You did a good job and it is worth reading. Indeed challenges of internal reputation building in most organizations especially in my country Ghana is created by bad management practices. Most managers tend to under rate the role of employees in reputation building when internal communication within the organization is poorly handled. Again most managers are so autocratic that employees are unwilling to point out issues that are militating against good corporate reputation because they are not made to be part of decision making. Even PR practitioners in most organizations are not part of management meetings where decisions are taken. In short leadership styles are a part of the problem. Indeed continuous training of managers in leadership and management is crucial and effective communication within the organization cannot be overemphasized.
Thanks much for your insightful comment, Stacey! I totally agree with you that hiring/promoting managers with authentic qualities alone may not solve the problem. Developing an integrated communication system which opts for authenticity and transparency and providing leader communication training with a combination of various techniques is the key. And that’s where the critical roles of communication/PR managers come into play.

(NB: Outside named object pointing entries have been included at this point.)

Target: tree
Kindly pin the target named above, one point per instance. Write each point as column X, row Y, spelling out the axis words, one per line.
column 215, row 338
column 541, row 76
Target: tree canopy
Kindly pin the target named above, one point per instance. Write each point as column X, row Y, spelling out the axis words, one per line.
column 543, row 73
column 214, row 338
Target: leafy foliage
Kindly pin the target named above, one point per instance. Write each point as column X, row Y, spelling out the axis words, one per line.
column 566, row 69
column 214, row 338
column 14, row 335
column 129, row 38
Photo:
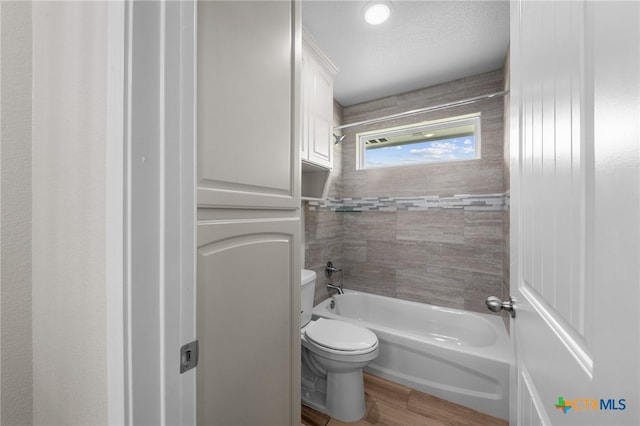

Other related questions I have been thinking about, which I believe you and other PR colleagues can offer some insight are 1) how to measure such training programs, and how to link authentic leadership communication to ROI (i.e., what kind of evaluative metrics would be effective); and 2) how to incorporate the advantageous tools of social media in leadership or employee communication, considering its great potential to boost transparency and authenticity. I am currently exploring these questions in other projects, and I am eager to hear some industry leaders’ opinions, insights, and experiences.
Many thanks again for sharing! 🙂
External reputational problems are often caused by internal management problems. Hiring/promoting managers with “authentic” qualities is easier said than done. Organizations are full of managers promoted because they did their job well, not because they had the potential to be quality, authentic managers.
We have found that the training needs to be done with a combination of many techniques including “in the moment” mentoring, coaching, 360 evaluations, teaming and more. Removing managers from their environment for training only to insert them back in the status quo of pressures, systems and personalities is a recipe for failure no matter their issue.